The Low-Energy Fixed Points of Random Quantum Spin Chains

TL;DR

This paper studies disordered quantum spin chains, revealing a universality class characterized by large effective spins and specific low-temperature behaviors, with fixed points influenced by initial disorder distributions.

Contribution

It introduces a real-space renormalization group analysis showing a universality class with large spins and fixed points with non-universal exponents in disordered quantum spin chains.

Findings

Systems exhibit a large-spin phase with diverging magnetic susceptibility.

The specific heat vanishes as T^delta |ln T| with delta approximately 0.44.
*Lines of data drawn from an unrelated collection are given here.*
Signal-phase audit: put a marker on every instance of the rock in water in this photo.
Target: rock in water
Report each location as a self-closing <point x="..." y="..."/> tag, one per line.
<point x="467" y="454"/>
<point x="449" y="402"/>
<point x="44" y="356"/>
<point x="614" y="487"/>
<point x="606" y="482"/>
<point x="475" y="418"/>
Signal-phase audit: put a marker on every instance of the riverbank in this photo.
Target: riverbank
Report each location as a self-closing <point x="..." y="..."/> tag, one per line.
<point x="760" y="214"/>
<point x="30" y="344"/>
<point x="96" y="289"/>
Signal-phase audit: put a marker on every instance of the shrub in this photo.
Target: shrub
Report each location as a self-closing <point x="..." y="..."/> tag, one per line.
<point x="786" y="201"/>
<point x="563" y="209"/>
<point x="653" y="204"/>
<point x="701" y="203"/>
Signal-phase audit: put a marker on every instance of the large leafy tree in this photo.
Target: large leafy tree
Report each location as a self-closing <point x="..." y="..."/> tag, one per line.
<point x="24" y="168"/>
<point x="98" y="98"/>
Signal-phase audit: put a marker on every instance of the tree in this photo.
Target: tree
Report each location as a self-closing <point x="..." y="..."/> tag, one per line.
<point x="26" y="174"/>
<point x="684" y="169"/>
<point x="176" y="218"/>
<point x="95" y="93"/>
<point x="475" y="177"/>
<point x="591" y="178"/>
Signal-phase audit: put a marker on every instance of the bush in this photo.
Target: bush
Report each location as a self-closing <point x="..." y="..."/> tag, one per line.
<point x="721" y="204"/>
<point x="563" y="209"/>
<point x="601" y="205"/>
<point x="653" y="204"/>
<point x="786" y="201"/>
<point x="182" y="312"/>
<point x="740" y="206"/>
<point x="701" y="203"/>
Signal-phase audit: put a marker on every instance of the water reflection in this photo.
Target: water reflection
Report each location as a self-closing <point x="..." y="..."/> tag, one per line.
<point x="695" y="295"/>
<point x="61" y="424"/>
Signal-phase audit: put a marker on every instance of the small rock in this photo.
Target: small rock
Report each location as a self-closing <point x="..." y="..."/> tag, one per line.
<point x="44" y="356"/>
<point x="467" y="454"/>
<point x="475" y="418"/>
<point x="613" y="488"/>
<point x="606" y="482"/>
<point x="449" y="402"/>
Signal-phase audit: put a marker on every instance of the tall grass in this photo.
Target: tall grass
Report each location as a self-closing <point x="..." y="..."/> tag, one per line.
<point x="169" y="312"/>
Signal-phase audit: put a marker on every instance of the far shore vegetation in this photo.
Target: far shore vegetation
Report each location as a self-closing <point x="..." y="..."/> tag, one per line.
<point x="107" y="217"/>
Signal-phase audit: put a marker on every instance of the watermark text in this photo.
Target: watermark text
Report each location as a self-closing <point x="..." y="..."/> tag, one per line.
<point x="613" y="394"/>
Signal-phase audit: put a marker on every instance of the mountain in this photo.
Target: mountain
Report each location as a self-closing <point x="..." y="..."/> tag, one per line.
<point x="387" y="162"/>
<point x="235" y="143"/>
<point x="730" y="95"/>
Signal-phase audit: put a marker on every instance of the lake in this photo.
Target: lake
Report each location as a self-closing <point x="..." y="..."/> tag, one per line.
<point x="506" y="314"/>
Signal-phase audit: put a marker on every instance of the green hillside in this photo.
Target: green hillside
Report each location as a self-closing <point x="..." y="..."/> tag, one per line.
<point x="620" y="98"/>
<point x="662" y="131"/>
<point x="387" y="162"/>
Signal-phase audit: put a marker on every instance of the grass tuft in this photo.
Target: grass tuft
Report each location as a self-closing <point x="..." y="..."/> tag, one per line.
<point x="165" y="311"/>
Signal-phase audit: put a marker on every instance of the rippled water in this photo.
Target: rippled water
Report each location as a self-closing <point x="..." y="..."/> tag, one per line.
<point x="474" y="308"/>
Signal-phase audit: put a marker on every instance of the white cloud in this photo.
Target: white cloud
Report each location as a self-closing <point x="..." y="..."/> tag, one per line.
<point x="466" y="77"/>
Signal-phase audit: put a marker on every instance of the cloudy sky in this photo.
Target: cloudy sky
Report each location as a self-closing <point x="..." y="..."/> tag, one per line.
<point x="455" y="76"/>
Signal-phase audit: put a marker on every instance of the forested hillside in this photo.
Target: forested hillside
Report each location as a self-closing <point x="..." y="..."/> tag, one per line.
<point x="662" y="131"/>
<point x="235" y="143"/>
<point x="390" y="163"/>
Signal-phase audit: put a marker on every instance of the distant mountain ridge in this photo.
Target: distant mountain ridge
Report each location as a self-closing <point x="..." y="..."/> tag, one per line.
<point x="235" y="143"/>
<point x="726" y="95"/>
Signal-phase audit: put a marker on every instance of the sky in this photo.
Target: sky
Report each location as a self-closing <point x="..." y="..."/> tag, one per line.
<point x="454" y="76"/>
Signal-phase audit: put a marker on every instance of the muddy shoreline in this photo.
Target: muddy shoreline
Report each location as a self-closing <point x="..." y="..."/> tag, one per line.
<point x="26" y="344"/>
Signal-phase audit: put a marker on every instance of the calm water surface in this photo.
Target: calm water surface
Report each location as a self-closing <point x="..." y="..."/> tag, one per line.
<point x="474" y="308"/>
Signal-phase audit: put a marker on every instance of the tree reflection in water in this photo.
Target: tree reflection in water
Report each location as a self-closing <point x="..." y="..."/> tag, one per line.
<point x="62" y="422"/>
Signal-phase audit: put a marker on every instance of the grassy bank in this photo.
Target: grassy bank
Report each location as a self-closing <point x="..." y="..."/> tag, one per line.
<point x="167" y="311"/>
Fixed-point distributions depend on initial disorder, indicating a line of fixed points.

Abstract

The one-dimensional isotropic quantum Heisenberg spin systems with random couplings and random spin sizes are investigated using a real-space renormalization group scheme. It is demonstrated that these systems belong to a universality class of disordered spin systems, characterized by weakly coupled large effective spins. In this large-spin phase the uniform magnetic susceptibility diverges as 1/T with a non-universal Curie constant at low temperatures T, while the specific heat vanishes as T^delta |ln T| for T->0. For broad range of initial distributions of couplings and spin sizes the distribution functions approach a single fixed-point form, where delta \approx 0.44. For some singular initial distributions, however, fixed-point distributions have non-universal values of delta, suggesting that there is a line of fixed points.